Frequently Asked Questions

Is it really 99%? How did you arrive at that number?

Yes. We assessed 120 press releases against a tiered AI Visibility Scorecard. While most had basic web formatting, 99% failed the gold standard test: the presence of validated NewsArticle schema, which is the most critical element for being prioritised and trusted by search and AI systems.

Isn't this just SEO? My marketing team handles that.

No. This is Answer Engine Optimisation (AEO). Traditional SEO is about ranking a link in a list of results. AEO is about becoming the foundational source for a single, definitive answer. It is a strategic communications function, not just a marketing task.

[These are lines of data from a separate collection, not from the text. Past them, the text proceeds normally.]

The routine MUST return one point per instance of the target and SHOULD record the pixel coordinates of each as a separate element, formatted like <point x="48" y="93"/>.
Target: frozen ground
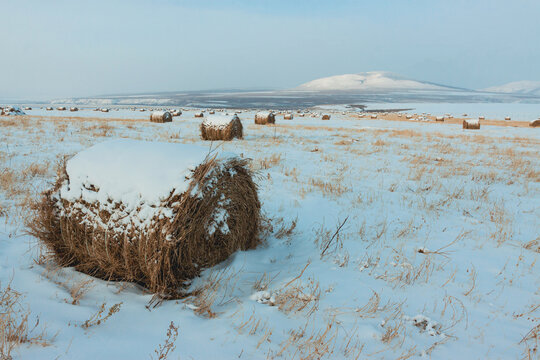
<point x="436" y="255"/>
<point x="517" y="111"/>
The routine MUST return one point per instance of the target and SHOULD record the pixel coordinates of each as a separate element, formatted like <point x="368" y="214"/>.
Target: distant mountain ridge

My press releases get media pickup already. Why should I care?

Because you are letting a journalist's interpretation become the first draft of history. By optimising your release, you ensure that the AI—and therefore the journalist using it—starts with your framing, your quotes, and your data, not a second-hand summary from another source.

Is this expensive or difficult to implement?

It's far more expensive not to. The cost of losing narrative control in a crisis or major campaign is infinitely higher than the technical cost of asking your web team to update a template. The steps for your comms team cost nothing but a change in habit.

Are you saying we should write for robots instead of people?

No. You should write for people, but structure for robots. The beauty of this approach is that good structure—clear headings, scannable lists, highlighted quotes—improves readability and clarity for humans as well. It forces a discipline that benefits every audience.